Afrique de l'Ouest: Sommet extraordinaire de la CEDEAO - Sanctions ciblées contre les putschistes guinéens

C'est un sommet extraordinaire marathon de la CEDEAO qui s'est tenu hier à Accra sur la Guinée et le Mali. Sur la table des discussions à huit clos des chefs d'Etat de la Communauté régionale, il s'est agi principalement de l'examen du rapport de ses émissaires à Conakry suite au coup d'Etat perpétré par le lieutenant-colonel Mamady Doumbouya.

A la fin de leur conclave, les chefs d'Etat de la CEDEAO ont décidé, outre le maintien de la suspension de la Guinée des instances de l'organisation, que les chefs de la junte et leurs familles seraient frappés d'interdiction de voyager et du gel de leurs avoirs financiers. Ils sont aussi appelés à nommer un premier ministre civil et à organiser des élections d'ici 6 à 12 mois. Par ailleurs, le président en exercice de la Communauté, le Ghanéen Nana Akufo Addo, devrait se rendre prochainement à Conakry pour exiger la libération inconditionnelle du président déchu, Alpha Condé.

Ces décisions de l'organisation régionale entrent en droite ligne dans ses principes fondateurs.

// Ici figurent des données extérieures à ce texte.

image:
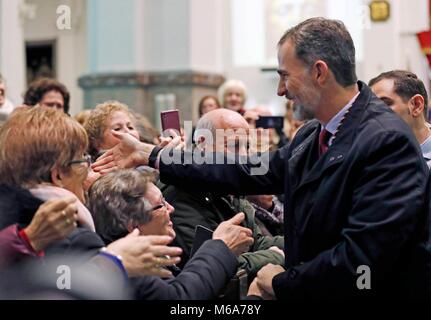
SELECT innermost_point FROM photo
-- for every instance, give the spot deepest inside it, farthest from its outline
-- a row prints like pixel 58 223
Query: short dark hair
pixel 327 40
pixel 117 199
pixel 406 85
pixel 38 88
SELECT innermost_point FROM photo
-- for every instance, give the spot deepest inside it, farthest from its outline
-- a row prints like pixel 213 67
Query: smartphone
pixel 270 122
pixel 171 120
pixel 202 234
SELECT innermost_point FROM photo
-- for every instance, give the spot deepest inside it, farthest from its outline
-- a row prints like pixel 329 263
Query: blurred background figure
pixel 6 106
pixel 233 95
pixel 48 92
pixel 207 104
pixel 276 136
pixel 82 117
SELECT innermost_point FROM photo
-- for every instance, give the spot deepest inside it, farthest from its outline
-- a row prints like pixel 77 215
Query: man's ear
pixel 417 105
pixel 201 142
pixel 56 177
pixel 321 71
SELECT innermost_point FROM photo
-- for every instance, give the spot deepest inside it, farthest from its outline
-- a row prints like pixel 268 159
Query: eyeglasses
pixel 86 159
pixel 163 204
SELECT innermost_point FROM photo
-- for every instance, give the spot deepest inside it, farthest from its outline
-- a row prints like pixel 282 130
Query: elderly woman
pixel 108 116
pixel 127 199
pixel 41 159
pixel 232 95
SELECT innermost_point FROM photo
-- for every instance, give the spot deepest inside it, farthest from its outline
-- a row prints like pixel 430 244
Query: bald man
pixel 406 95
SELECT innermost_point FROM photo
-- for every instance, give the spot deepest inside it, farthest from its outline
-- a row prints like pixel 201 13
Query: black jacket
pixel 202 278
pixel 365 202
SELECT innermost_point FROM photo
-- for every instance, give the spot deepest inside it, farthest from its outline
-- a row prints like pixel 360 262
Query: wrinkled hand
pixel 237 238
pixel 265 276
pixel 53 221
pixel 277 249
pixel 264 201
pixel 146 255
pixel 173 142
pixel 255 290
pixel 128 153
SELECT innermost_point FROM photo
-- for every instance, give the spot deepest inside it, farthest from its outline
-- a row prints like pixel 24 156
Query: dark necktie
pixel 324 137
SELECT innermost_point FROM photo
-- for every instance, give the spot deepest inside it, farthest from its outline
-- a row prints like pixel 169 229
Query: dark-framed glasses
pixel 163 204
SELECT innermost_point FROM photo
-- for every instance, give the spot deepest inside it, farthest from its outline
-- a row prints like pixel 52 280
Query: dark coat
pixel 194 208
pixel 364 202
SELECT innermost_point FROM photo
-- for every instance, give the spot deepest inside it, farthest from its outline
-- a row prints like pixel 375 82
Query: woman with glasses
pixel 111 115
pixel 124 200
pixel 42 158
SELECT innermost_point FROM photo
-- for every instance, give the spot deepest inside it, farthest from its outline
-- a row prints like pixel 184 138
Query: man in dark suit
pixel 357 215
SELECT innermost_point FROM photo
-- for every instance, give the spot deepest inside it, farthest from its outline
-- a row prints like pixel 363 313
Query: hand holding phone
pixel 266 122
pixel 202 234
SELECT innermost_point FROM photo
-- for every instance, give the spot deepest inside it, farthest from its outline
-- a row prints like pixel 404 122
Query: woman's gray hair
pixel 117 201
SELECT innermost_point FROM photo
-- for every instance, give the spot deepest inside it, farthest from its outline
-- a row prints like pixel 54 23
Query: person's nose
pixel 171 209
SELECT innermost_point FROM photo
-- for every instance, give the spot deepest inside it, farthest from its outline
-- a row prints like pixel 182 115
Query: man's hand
pixel 265 276
pixel 255 290
pixel 145 255
pixel 128 153
pixel 237 238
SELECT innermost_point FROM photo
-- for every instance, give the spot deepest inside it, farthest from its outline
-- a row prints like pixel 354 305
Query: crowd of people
pixel 346 186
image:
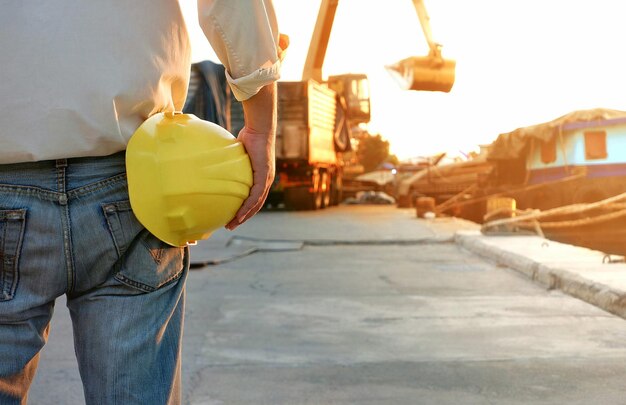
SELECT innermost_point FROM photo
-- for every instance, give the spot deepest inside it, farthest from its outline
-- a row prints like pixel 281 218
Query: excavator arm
pixel 430 73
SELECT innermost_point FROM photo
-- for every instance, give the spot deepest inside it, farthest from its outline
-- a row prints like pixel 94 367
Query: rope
pixel 565 210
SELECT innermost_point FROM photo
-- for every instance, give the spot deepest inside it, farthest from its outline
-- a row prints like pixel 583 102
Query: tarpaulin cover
pixel 511 145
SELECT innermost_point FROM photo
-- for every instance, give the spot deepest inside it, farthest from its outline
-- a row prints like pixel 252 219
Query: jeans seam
pixel 97 186
pixel 11 262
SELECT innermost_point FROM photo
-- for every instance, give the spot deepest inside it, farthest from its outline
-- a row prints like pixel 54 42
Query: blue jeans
pixel 66 227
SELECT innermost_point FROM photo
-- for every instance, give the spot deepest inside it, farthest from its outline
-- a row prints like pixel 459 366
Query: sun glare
pixel 518 63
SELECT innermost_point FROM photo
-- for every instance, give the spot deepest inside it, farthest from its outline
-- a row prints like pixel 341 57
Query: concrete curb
pixel 553 275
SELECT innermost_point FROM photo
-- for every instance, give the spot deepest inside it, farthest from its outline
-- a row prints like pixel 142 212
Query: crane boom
pixel 430 73
pixel 319 41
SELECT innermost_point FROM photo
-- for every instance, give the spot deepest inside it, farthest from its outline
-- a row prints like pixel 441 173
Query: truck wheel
pixel 324 190
pixel 300 198
pixel 336 190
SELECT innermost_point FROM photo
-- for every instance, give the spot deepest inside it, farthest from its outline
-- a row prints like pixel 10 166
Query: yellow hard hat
pixel 186 177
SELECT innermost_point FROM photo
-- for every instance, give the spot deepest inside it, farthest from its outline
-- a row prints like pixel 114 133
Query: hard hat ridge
pixel 186 177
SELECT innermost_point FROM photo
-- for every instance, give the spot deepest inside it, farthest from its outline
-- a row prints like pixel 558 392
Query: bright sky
pixel 519 63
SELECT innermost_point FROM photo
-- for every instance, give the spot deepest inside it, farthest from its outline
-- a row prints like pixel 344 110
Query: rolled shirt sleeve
pixel 244 35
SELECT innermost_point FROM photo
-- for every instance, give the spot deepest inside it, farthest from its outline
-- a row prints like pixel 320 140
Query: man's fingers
pixel 250 206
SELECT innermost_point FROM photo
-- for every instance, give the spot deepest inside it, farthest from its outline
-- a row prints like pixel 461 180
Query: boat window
pixel 595 145
pixel 548 151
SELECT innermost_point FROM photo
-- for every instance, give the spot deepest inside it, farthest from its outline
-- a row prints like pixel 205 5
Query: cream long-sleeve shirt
pixel 78 77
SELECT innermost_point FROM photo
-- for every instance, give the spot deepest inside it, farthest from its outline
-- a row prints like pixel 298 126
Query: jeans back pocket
pixel 11 235
pixel 146 263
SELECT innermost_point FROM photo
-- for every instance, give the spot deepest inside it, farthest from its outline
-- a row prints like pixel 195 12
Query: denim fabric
pixel 66 227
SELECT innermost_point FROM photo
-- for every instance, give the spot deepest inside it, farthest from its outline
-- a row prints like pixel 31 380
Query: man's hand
pixel 258 137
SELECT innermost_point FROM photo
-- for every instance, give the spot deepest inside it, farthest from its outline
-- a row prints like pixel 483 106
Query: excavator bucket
pixel 425 73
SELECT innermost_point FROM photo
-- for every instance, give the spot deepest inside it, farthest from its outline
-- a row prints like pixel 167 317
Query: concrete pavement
pixel 371 305
pixel 580 272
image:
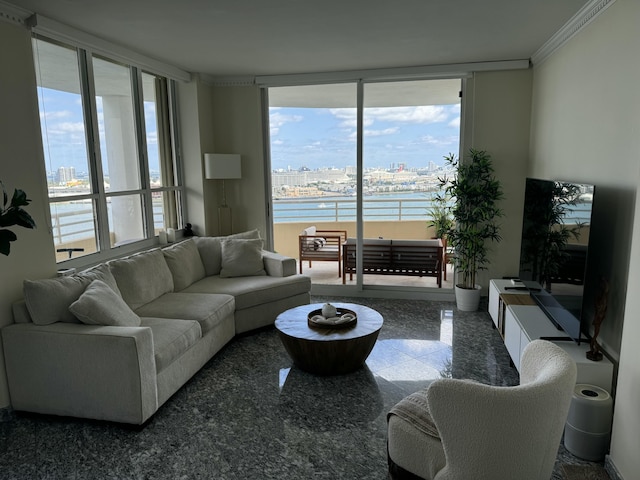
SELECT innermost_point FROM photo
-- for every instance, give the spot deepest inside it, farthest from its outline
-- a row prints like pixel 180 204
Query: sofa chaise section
pixel 159 316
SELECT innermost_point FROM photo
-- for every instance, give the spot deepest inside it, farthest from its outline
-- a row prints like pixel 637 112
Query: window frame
pixel 98 195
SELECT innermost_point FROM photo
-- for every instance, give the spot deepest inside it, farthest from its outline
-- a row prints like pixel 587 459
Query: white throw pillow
pixel 185 264
pixel 100 305
pixel 211 250
pixel 142 277
pixel 242 258
pixel 48 299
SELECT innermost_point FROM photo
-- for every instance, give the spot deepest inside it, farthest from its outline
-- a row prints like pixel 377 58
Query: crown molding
pixel 586 15
pixel 228 81
pixel 12 14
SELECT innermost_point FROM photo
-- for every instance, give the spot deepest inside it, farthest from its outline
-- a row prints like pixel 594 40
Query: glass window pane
pixel 62 119
pixel 118 147
pixel 74 228
pixel 125 219
pixel 164 210
pixel 151 129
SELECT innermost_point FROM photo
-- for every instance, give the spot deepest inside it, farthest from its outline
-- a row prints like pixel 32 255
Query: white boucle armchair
pixel 459 429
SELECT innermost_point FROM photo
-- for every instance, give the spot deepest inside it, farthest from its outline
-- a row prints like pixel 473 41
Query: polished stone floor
pixel 249 414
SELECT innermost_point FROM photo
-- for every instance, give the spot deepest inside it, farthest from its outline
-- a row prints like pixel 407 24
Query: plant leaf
pixel 19 198
pixel 6 236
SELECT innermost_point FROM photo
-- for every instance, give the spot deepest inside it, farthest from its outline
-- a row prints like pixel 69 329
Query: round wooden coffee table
pixel 328 351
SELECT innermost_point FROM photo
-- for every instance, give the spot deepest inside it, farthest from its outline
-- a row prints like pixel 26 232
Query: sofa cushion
pixel 210 249
pixel 171 338
pixel 207 309
pixel 241 258
pixel 48 300
pixel 185 263
pixel 251 291
pixel 100 305
pixel 142 277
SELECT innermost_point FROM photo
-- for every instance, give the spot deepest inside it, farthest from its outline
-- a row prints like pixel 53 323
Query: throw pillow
pixel 100 305
pixel 142 277
pixel 308 243
pixel 242 258
pixel 211 250
pixel 185 264
pixel 48 300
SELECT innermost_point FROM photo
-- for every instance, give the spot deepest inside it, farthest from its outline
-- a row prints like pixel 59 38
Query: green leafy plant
pixel 11 214
pixel 475 193
pixel 545 234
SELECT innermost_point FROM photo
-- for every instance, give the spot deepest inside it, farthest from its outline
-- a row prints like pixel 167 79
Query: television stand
pixel 520 324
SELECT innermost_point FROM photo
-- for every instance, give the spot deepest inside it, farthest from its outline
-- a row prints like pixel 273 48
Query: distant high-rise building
pixel 65 174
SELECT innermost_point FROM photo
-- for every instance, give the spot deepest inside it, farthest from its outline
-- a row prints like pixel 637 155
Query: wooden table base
pixel 327 351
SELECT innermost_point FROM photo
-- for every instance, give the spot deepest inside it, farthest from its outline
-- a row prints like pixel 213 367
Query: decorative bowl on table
pixel 343 318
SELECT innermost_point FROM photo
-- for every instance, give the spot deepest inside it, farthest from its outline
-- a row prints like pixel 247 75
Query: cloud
pixel 65 128
pixel 48 116
pixel 420 114
pixel 379 133
pixel 277 120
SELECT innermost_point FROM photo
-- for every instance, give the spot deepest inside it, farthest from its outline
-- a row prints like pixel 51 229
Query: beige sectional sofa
pixel 116 341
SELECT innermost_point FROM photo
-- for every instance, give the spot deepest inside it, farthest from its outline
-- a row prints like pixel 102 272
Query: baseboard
pixel 6 414
pixel 611 469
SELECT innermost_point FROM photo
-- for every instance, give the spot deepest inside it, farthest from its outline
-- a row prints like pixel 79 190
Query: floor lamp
pixel 219 166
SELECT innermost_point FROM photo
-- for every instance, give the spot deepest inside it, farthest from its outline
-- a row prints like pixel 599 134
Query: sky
pixel 325 137
pixel 300 137
pixel 64 136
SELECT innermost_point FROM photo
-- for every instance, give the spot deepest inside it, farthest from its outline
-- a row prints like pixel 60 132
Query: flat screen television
pixel 553 256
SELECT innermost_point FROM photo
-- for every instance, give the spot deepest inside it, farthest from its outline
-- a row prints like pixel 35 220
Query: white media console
pixel 520 321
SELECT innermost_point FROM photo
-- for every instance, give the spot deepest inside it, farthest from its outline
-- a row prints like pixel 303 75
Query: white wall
pixel 196 134
pixel 21 166
pixel 501 109
pixel 586 127
pixel 237 127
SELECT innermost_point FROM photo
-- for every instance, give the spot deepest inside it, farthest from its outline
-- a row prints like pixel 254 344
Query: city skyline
pixel 318 138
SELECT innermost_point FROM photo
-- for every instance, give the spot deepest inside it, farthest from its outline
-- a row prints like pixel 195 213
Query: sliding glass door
pixel 408 127
pixel 329 150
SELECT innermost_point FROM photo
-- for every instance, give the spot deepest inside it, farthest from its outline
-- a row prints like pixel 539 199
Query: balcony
pixel 391 218
pixel 395 218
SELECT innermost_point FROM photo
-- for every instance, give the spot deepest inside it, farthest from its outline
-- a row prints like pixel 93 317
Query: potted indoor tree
pixel 475 193
pixel 441 222
pixel 12 213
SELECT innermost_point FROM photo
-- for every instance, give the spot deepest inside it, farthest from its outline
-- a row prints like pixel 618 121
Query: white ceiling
pixel 272 37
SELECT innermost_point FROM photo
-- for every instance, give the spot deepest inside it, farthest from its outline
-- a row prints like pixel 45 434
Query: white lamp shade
pixel 220 166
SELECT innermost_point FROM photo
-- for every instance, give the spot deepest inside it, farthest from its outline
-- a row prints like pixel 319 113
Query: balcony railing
pixel 344 210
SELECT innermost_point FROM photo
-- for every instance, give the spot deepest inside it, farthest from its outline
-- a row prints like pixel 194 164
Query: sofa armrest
pixel 277 265
pixel 100 372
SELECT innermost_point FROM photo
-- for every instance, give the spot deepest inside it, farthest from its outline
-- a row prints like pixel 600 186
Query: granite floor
pixel 249 414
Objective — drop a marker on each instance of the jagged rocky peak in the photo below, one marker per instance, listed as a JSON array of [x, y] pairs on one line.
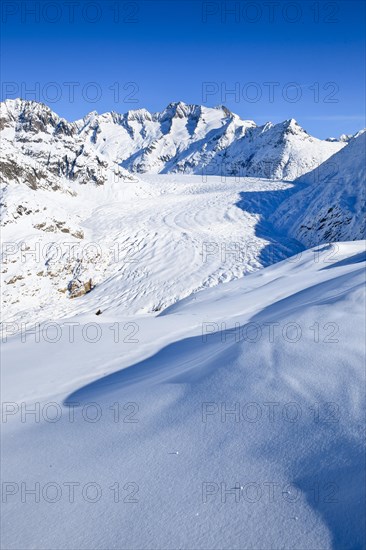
[[179, 109]]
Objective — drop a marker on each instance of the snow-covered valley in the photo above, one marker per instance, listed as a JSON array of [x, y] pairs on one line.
[[182, 346], [232, 420]]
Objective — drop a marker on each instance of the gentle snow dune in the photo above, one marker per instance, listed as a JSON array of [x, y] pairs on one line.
[[292, 458]]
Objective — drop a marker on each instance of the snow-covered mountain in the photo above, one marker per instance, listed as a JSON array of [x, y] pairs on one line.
[[235, 420], [75, 220], [330, 204], [191, 139]]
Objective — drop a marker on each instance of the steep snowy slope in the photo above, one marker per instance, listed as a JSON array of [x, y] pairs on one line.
[[183, 138], [234, 420], [330, 204]]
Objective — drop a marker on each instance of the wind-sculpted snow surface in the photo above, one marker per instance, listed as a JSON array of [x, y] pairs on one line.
[[232, 420], [330, 204]]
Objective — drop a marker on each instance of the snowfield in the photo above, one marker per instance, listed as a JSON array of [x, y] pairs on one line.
[[231, 420]]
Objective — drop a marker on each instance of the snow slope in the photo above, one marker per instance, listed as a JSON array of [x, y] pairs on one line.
[[290, 459], [330, 204], [134, 239]]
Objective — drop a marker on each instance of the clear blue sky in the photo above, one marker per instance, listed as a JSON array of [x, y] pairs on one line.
[[281, 59]]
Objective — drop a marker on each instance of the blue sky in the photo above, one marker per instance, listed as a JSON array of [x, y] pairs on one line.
[[265, 60]]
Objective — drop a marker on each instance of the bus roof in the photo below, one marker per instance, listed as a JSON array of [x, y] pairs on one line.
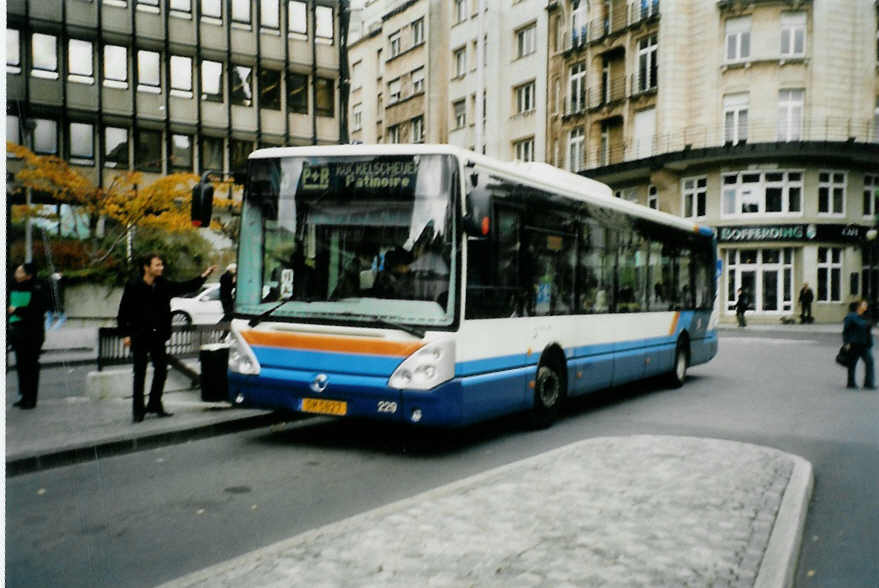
[[538, 175]]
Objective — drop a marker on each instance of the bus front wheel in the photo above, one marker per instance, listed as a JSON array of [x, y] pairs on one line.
[[547, 396]]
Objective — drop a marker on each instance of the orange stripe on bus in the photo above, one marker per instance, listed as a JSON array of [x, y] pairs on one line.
[[674, 323], [330, 343]]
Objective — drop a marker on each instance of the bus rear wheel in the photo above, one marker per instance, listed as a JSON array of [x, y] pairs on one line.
[[548, 396]]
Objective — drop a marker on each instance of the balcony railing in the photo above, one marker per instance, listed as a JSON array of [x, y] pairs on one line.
[[830, 129]]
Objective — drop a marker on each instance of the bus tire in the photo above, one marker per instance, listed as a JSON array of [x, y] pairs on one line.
[[548, 395], [678, 374]]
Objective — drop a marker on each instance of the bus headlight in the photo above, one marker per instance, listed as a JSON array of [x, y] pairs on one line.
[[427, 368], [241, 358]]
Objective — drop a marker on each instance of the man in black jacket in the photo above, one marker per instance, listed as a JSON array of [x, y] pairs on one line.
[[26, 306], [145, 321]]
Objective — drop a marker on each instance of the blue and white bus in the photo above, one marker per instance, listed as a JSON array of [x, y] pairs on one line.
[[432, 285]]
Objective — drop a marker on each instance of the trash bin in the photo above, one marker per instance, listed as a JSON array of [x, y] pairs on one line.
[[214, 359]]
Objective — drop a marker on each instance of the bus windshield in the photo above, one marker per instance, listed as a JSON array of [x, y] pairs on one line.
[[354, 239]]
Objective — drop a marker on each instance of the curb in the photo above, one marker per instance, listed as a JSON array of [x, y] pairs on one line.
[[779, 565], [122, 444]]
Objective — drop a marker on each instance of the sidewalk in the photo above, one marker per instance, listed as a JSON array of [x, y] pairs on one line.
[[627, 511]]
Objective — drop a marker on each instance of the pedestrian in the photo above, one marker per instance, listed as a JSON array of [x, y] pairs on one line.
[[856, 334], [26, 306], [742, 304], [227, 291], [56, 317], [806, 297], [145, 323]]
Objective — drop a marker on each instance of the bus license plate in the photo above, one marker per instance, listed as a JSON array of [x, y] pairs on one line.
[[321, 406]]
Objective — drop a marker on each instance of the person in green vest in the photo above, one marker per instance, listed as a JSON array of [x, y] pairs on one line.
[[26, 307]]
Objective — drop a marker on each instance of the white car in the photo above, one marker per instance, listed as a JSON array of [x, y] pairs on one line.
[[203, 308]]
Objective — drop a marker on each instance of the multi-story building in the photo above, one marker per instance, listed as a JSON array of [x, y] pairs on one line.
[[398, 77], [759, 118], [172, 85]]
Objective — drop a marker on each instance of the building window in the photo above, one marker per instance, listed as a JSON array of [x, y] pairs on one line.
[[418, 80], [738, 39], [44, 56], [242, 85], [871, 194], [357, 117], [577, 96], [325, 97], [181, 76], [735, 117], [239, 151], [323, 23], [181, 152], [524, 149], [241, 11], [460, 62], [460, 10], [417, 127], [297, 16], [526, 41], [652, 197], [148, 150], [831, 192], [575, 149], [525, 98], [270, 15], [393, 91], [418, 32], [182, 6], [297, 93], [270, 89], [212, 81], [81, 143], [80, 63], [393, 134], [695, 197], [647, 63], [212, 9], [771, 192], [211, 154], [115, 147], [829, 274], [460, 108], [116, 66], [148, 76], [793, 34], [790, 115]]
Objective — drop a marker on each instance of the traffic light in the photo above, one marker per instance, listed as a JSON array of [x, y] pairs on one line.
[[202, 202]]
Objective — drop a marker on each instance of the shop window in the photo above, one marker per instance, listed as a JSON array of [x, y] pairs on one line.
[[181, 152], [116, 147], [297, 93], [148, 150], [44, 56], [829, 274], [115, 66], [242, 87], [80, 61], [270, 89], [82, 143], [831, 193], [212, 81]]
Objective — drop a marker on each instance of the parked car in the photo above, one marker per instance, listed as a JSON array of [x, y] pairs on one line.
[[202, 308]]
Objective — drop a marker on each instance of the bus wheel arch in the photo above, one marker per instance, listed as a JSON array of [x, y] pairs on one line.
[[678, 374], [550, 386]]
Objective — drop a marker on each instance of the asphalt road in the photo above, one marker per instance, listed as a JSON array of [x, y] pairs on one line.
[[140, 519]]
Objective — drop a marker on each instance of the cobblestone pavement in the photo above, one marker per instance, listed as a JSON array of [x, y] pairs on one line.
[[619, 511]]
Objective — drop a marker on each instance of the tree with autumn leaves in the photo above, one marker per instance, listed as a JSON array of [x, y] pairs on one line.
[[125, 203]]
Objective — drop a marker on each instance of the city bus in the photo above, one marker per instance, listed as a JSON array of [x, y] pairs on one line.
[[435, 286]]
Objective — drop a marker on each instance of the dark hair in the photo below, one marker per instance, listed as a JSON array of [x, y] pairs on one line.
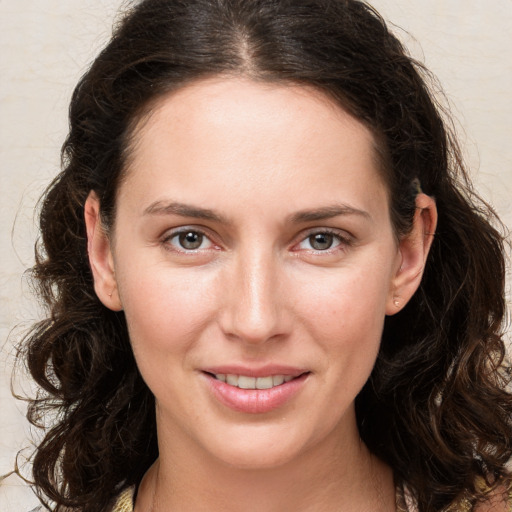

En effet, son Protocole additionnel en matière de promotion de la démocratie, de la bonne gouvernance et des droits de l'homme est clair à ce propos : la prise du pouvoir par les armes entraîne des sanctions et pour le pays concerné et pour les putschistes.

Que faire alors quand un soutien populaire au coup de force donne une bonne dose de légitimité au nouveau pouvoir contre la légalité ainsi bafouée ? Par ailleurs, comment sanctionner le « pays fautif », la Guinée en l'occurrence, sans que sa population en soit négativement impactée ? En tout cas, les sanctions ciblées contre les chefs de la junte et l'appel à une libération hic et nunc d'Alpha Condé font courir un risque d'impopularité à la CEDEAO, qui aux yeux de certains de ses citoyens, est un « syndicat des chefs d'Etat » peu au service des communautés de base.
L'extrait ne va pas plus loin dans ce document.